OBJECTIVE: The morbidity and mortality of patients with colorectal cancer, one of the most common malignant tumors worldwide, is steadily increasing. The aim of this study was to investigate the association between prognostic immune-related gene profile and the outcome of colorectal cancer in patients by analyzing datasets from The Cancer Genome Atlas (TCGA). MATERIALS AND METHODS: Gene Ontology (GO) and the Kyoto Encyclopedia of Genes and Genomes (KEGG) further demonstrated that these genes were enriched in many immune-related biological processes. Univariate Cox regression analysis was applied to examine the association of immune-related genes with the prognosis in patients with colorectal cancer.
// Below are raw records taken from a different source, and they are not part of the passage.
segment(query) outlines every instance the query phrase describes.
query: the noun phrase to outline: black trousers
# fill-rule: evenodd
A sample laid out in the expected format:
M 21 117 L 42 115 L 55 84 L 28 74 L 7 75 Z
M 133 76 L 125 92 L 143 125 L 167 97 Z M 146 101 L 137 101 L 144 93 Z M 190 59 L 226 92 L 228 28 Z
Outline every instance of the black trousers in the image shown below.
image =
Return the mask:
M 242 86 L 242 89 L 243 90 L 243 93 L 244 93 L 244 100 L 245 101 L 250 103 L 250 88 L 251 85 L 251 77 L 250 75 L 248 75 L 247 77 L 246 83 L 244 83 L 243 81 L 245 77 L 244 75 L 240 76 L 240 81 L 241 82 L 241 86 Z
The least absolute shrinkage and selection operation (LASSO) Cox regression model was then used to establish the immune-related signature for the prognostic evaluation of colorectal cancer in patients. Survival differences were assessed by the Kaplan-Meier method along with the log-rank test. RESULTS: A total of 133 prognostic immune-related signatures were identified by using the univariate Cox proportional hazards regression analysis. A 14-gene signature-based risk score was constructed using the LASSO Cox regression. According to the cut-off of the risk-score, patients were assigned to the low-risk and high-risk groups. The log-rank test suggested that the survival time of the low-risk group was significantly higher than that of the high-risk group. In the time-dependent ROC curve analysis, the AUC for 1-year, 3-year, and 5-year overall survival (OS) were 0.781, 0.742, and 0.791, respectively. GO and KEGG analysis further revealed that the gene sets were actively involved in immune and inflammatory response, as well as the cytokine-cytokine receptor interaction pathway. CONCLUSIONS: To summarize, we identified a novel 14-gene immune-related signature that may potentially serve as a prognostic predictor for colorectal cancer, thereby contributing to patient personalized treatment decisions. Further research needs to be conducted to validate the prognostic value of the selected genes.